Так, еще одно вступление. Это вопрос эмоции, испытываемой человеком, и ее языкового оформления. Совершенно понятно, что мы об эмоциях судим отчасти по жестам, но, в основном, по словам: человек говорит о том, что он чувствует, он как-то это называет. Он говорит: я был вне себя, я был в ярости, я испугался. Называет свои чувства: ревность, любовь, страх, отчаяние, надежда. Есть какие-то слова, с помощью которых все это определяется. Будучи довольно далеко, я читал в Интернете лекцию, прочитанную здесь Виталием Найшулем, который с присущим ему блеском доказывал, что вообще все определяется словами. Общественное устройство определяется словесной тканью, если мы подберем правильные слова, то общество немедленно встанет на ноги, и все утрясется, и вся проблема, что мы не знаем, как назвать те или иные социальные феномены, и из-за этого блуждаем в потемках. Это, вообще говоря, распространенная теория, восходящая к известной лингвистической гипотезе Сепира-Уорфа. Я не буду пересказывать, в чем она состоит – кто знает, тот знает, кто не знает, тот узнает. В современной лингвистике очень активно, в том числе с огромной опорой именно на язык эмоциональной рефлексии, об этом пишет польско-австралийский лингвист Анна Вежбицка, работы которой тоже были недавно переведены на русский язык. Она очень убедительно в рамках своей аргументации строит конструкцию, где она разделяет концепцию о культурной природе эмоциональных реакций. Читая Вежбицку, ясно: она думает, что это верно на 100%, но не решается сказать, поэтому делает мелкие оговорки, допускает существование иных факторов, которые не оговаривает, но в основном определяет эмоцию родным языком данного человека. Набор эмоций записан в языковой матрице. Слово “тоска” нельзя перевести на английский язык, слово envy не имеет точного перевода по-русски, как и слово Angst, и т.д. И эмоциональные матрицы навязаны человеку языком, и он их переживает с точки своего зрения языка. Очень красиво. Работы Вежбицкой, посвященные доказательству этого тезиса, изысканны до необыкновенности и очень эффектны.

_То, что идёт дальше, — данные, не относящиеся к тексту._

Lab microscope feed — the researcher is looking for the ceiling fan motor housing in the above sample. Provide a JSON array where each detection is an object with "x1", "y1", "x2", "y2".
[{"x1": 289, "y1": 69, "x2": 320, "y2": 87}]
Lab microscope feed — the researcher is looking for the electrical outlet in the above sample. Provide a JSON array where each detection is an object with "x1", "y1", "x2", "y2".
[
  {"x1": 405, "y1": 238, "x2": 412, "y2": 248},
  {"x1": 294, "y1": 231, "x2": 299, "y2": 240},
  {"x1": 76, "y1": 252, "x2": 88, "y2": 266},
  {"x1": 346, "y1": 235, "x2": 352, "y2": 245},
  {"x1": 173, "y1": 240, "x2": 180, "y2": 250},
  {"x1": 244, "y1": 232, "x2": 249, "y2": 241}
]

Сразу и со всей определенностью должен сказать, что ничто в моих исследованиях эту точку зрения не подтверждает. Я не вижу никаких подтверждений этой позиции. Конечно, язык со счетов нельзя сбрасывать, это фактор важный, но, по моему ощущению, далеко не решающий. Прежде всего, надо отдать должное тому месту, где мы с вами находимся, и твердо сказать, что бывают случаи билингвизма. Билингвы бывают, что бы ни говорили. Мы здесь сидим и точно это знаем. Соответственно, возникает вопрос, как они чувствуют. С точки зрения теории Вежбицкой или Уорфа-Вежбицкой, на этот вопрос вообще нет ответа. Вежбицка не настолько наивна, чтобы не понимать, что такой вопрос может быть задан, она всегда отвечает, что какой-то язык у человека все-таки родной. Так он вроде ловко говорит на двух, на трех, на скольких хочешь языках, но какой-то их них у него родной. Это не так, люди-билингвы думают на разных языках в разные моменты жизни, как хорошо известно. Но билингв все-таки в нашей действительности ограниченное количество.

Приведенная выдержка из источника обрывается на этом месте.